Practical Computing Exercise for Week 3 :The quine exercise: Absenteeism from School in Rural New South Wales Solutions

Aims of this practical exercise

In this exercise you will:

  • get some practice using R markdown
  • fit a variety of models to the quine data involving a variety of transformations.

Before you undertake this exercise…

You need to have installed R, RStudio, and the necessary packages for the course, including the ELMER package. See how to get set up for this course

Get the data

The quine data is in the MASS package. look at its help page for a description using ?quine.

data(quine, package="MASS")
str(quine)
'data.frame':   146 obs. of  5 variables:
 $ Eth : Factor w/ 2 levels "A","N": 1 1 1 1 1 1 1 1 1 1 ...
 $ Sex : Factor w/ 2 levels "F","M": 2 2 2 2 2 2 2 2 2 2 ...
 $ Age : Factor w/ 4 levels "F0","F1","F2",..: 1 1 1 1 1 1 1 1 2 2 ...
 $ Lrn : Factor w/ 2 levels "AL","SL": 2 2 2 1 1 1 1 1 2 2 ...
 $ Days: int  2 11 14 5 5 13 20 22 6 6 ...

The problem

There are many different approaches for finding a transformation. One major problem with the log transformation is that it cannot handle response values of zero. A common tweak is to add a small increment to the zero values in the data; another is to add a constant to all response values. The logtrans() function in the MASS package will help find a suitable \(\alpha\) for the expression \(y^\prime=\log(y+\alpha)\) for the transformed response variable.
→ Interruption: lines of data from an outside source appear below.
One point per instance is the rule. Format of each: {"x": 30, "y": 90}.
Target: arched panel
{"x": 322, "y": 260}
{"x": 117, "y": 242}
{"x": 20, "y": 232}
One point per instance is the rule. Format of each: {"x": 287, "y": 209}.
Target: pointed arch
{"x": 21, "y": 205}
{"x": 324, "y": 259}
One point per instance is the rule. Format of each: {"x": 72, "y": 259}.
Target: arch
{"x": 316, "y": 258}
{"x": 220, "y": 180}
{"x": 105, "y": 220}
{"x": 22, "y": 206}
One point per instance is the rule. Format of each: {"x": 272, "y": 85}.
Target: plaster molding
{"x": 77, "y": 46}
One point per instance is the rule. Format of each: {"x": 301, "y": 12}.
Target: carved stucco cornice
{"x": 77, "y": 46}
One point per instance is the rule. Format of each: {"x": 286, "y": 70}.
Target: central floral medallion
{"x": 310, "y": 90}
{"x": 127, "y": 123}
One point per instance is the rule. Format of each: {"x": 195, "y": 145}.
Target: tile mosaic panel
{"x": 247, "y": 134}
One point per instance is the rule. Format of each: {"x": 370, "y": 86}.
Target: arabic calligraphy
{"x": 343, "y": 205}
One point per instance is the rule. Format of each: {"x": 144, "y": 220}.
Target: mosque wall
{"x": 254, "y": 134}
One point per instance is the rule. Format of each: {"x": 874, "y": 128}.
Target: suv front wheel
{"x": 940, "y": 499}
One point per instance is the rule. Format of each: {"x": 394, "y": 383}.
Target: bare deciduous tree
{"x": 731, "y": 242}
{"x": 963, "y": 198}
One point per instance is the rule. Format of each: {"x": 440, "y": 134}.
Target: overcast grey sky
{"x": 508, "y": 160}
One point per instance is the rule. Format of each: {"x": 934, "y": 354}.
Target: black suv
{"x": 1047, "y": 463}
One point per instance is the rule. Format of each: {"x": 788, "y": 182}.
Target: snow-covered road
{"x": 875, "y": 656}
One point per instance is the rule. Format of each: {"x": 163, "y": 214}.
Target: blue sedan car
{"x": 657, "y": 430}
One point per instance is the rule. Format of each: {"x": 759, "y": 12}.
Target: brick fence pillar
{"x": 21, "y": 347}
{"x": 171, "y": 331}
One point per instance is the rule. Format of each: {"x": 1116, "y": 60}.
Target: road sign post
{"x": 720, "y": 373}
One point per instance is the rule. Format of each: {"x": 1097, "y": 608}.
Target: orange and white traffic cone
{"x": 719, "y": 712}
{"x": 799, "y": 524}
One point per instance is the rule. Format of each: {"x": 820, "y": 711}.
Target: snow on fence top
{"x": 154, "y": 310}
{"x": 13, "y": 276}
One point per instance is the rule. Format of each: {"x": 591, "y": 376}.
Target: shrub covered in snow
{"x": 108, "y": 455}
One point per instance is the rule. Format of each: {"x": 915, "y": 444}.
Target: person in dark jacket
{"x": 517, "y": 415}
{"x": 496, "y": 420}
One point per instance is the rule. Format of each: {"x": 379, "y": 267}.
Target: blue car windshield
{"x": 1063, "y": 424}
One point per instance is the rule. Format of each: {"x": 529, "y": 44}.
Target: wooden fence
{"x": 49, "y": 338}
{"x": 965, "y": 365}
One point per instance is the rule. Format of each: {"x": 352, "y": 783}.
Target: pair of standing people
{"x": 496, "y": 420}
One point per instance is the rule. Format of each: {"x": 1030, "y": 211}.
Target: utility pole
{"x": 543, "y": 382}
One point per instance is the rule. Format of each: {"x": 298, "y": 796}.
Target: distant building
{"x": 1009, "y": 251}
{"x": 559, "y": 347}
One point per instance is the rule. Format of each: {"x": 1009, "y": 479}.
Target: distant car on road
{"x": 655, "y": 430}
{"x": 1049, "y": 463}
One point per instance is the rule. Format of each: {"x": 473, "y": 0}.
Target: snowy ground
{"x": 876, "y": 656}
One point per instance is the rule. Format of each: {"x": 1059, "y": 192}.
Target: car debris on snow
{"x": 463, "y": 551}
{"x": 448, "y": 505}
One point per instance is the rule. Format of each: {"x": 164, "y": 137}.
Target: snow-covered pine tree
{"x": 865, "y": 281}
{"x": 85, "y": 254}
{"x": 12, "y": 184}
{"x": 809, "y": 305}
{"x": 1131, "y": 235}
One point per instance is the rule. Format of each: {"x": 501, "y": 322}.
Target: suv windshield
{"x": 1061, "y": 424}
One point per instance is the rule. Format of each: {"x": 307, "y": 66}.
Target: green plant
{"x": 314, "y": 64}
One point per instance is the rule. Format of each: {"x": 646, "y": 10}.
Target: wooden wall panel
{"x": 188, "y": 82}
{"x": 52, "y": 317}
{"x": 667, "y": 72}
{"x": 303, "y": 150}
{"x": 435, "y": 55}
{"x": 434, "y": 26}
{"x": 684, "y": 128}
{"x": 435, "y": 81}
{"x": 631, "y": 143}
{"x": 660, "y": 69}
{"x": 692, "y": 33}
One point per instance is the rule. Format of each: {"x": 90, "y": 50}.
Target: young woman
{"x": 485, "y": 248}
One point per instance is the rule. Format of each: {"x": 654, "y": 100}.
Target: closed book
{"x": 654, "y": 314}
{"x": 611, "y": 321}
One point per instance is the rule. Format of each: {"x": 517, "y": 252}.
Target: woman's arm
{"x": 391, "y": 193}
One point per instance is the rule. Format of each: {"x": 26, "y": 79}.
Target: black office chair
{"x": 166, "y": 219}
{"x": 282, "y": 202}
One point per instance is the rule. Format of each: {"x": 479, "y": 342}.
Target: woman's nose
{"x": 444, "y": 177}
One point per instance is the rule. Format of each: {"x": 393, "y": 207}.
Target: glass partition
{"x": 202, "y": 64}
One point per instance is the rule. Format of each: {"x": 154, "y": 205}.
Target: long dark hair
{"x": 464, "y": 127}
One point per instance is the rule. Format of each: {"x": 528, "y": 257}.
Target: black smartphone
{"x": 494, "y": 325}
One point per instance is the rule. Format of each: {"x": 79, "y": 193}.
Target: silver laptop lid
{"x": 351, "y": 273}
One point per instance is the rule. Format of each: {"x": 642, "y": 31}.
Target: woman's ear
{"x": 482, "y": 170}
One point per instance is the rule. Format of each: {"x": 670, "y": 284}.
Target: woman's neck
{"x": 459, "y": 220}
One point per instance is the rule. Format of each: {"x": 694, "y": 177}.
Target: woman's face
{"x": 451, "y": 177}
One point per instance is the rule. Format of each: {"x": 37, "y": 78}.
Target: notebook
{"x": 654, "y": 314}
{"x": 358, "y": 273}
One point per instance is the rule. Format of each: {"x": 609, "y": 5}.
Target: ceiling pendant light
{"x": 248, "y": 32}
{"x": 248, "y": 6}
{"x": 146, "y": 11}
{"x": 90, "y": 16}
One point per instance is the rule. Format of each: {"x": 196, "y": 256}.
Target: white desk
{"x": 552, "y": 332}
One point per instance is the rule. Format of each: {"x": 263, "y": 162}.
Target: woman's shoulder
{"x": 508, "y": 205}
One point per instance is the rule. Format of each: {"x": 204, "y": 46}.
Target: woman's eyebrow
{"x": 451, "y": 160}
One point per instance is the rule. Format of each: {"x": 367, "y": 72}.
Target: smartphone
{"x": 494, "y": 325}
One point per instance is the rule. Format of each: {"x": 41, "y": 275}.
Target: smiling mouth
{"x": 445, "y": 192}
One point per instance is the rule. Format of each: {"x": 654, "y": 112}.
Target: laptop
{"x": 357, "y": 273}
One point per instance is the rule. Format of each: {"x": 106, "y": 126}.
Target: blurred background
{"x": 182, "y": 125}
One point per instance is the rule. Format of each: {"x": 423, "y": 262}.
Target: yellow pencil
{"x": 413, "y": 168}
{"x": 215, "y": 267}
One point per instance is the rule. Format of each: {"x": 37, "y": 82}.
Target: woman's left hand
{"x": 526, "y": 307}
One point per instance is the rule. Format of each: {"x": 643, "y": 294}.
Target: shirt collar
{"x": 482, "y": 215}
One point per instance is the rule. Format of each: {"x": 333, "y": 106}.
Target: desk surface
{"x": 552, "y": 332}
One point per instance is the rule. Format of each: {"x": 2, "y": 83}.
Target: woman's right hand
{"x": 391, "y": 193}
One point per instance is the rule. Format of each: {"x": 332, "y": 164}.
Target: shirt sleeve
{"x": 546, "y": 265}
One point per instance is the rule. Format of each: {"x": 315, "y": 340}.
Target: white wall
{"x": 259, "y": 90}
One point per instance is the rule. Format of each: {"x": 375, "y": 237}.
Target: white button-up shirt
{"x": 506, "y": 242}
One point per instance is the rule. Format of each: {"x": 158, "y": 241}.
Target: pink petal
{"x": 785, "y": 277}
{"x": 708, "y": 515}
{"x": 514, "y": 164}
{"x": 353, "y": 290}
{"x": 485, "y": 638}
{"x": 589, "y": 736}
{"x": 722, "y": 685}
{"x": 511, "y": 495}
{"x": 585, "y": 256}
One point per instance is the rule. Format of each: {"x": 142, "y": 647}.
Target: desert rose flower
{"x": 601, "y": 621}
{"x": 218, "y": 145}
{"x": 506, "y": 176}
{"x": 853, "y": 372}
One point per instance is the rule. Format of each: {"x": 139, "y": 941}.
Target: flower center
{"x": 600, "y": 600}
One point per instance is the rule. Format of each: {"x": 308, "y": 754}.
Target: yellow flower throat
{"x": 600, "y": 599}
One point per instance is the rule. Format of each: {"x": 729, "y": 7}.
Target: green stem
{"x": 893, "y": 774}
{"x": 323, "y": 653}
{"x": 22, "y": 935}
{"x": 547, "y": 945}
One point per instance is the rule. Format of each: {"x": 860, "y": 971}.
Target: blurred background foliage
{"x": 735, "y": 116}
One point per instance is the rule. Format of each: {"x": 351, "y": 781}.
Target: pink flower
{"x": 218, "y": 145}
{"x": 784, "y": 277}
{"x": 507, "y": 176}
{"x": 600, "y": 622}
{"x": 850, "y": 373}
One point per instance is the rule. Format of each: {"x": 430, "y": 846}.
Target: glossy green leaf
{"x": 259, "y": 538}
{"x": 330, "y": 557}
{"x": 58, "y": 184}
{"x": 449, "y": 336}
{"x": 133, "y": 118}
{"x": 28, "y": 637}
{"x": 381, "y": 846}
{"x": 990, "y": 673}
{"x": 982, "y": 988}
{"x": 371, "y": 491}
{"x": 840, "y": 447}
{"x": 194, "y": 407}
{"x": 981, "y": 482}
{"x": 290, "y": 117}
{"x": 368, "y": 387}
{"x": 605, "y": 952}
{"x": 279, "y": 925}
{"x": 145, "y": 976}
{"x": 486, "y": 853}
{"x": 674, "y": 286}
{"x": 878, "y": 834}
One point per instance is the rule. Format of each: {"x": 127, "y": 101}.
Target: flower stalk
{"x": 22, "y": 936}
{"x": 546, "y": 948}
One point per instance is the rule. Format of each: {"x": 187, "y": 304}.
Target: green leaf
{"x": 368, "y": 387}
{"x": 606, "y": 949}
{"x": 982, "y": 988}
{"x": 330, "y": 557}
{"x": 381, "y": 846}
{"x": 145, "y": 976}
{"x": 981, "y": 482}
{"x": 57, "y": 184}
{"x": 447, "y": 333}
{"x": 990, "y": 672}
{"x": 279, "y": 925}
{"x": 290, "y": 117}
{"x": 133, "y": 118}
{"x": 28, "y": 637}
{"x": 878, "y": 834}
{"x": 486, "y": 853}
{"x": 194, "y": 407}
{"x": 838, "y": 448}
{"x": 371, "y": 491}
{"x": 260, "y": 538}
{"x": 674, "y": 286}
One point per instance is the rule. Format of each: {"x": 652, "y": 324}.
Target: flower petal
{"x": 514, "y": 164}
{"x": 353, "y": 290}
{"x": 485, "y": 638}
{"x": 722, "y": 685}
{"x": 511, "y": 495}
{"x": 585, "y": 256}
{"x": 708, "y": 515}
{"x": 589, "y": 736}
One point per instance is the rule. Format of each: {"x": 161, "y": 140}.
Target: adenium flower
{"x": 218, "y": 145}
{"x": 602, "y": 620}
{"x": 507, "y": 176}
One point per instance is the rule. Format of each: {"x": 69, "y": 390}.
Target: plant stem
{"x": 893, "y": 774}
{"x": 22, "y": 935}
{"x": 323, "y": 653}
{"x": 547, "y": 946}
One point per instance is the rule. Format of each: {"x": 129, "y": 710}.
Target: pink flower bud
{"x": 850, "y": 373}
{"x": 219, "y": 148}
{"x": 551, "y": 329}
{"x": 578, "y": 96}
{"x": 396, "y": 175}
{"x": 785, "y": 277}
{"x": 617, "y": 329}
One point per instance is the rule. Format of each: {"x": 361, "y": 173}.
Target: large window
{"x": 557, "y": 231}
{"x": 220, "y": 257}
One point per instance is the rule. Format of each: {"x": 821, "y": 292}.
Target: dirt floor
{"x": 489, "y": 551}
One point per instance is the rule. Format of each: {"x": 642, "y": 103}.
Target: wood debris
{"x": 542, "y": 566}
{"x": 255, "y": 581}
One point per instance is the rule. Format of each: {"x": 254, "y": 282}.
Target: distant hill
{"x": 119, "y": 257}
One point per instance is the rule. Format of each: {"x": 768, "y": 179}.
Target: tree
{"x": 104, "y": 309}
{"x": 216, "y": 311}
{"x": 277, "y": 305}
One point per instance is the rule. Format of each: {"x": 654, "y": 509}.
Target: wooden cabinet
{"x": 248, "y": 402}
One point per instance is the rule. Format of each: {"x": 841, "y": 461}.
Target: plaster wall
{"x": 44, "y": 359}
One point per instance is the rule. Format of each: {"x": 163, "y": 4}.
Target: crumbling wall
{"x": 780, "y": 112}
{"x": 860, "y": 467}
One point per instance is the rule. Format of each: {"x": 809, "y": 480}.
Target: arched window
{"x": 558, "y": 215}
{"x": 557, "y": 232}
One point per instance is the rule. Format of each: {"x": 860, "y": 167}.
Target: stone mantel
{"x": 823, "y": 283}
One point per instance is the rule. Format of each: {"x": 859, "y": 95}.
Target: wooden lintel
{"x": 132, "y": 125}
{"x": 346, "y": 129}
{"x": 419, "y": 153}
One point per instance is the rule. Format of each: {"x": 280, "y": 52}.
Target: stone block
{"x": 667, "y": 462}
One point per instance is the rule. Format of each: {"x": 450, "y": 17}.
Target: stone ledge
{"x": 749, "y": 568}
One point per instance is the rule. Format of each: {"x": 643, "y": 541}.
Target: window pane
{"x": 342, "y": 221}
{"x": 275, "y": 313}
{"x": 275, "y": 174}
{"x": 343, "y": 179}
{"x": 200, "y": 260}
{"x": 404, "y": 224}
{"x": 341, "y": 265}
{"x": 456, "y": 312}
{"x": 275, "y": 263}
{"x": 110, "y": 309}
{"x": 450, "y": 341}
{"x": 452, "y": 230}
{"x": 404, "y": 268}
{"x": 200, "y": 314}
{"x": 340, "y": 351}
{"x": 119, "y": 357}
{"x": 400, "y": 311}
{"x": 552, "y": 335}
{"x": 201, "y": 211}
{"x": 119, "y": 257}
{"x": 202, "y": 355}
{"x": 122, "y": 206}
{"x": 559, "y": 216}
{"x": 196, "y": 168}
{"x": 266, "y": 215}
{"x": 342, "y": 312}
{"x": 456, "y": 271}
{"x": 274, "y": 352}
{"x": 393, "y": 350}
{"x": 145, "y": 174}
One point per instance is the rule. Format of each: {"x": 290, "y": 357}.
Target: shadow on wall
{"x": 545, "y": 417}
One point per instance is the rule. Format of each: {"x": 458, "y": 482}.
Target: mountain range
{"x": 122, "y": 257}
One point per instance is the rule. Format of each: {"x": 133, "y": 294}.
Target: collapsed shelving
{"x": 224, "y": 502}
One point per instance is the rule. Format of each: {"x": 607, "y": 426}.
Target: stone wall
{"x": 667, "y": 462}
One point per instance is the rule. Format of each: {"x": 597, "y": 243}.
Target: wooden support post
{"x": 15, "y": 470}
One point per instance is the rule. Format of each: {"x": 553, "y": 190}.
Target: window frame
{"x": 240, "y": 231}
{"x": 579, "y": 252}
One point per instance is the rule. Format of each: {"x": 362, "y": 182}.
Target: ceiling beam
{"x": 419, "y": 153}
We will investigate the benefits of this transformation using the example for this function.

    library(MASS)

Attaching package: 'MASS'
The following object is masked from 'package:dplyr':

    select
    example(logtrans)

Here is the text from the help page for your convenience…

logtrans(Days ~ Age*Sex*Eth*Lrn, data = quine,
         alpha = seq(0.75, 6.5, len=20))

The question

Q: Confirm that this transformation is sensible under the Box-Cox paradigm. That is, make a transformed response variable (\(y+\alpha\)) using the preferred \(\alpha\) and check that the Box-Cox methodology does suggest the log transformation is appropriate.

A: It looks like setting alpha=2.5 is about good enough. Make the new variable as part of the model fitting (as below) or actually make a new variable if you prefer.

boxcox((Days+2.5) ~ Age*Sex*Eth*Lrn, data = quine)
Box-Cox transformation evaluation for the multiplicative model fitted to the transformed response

Box-Cox transformation evaluation for the multiplicative model fitted to the transformed response

A: The confidence interval includes zero so the log is the best option. N.B. the interval does not include 1 (no transformation) nor the commonly used square root transformation.

Q: The model used in this example is multiplicative. Determine if the transformation suggested is appropriate if an additive model is to be used instead. That is, remove all interactions and check that the selection of \(\alpha\) remains appropriate.

logtrans(Days ~ Age+Sex+Eth+Lrn, data = quine,
         alpha = seq(0.75, 6.5, len=20))

A: The confidence interval is wide enough to include the value 2.5 from above, so this becomes a reasonable option for comparing the multiplicative and additive models.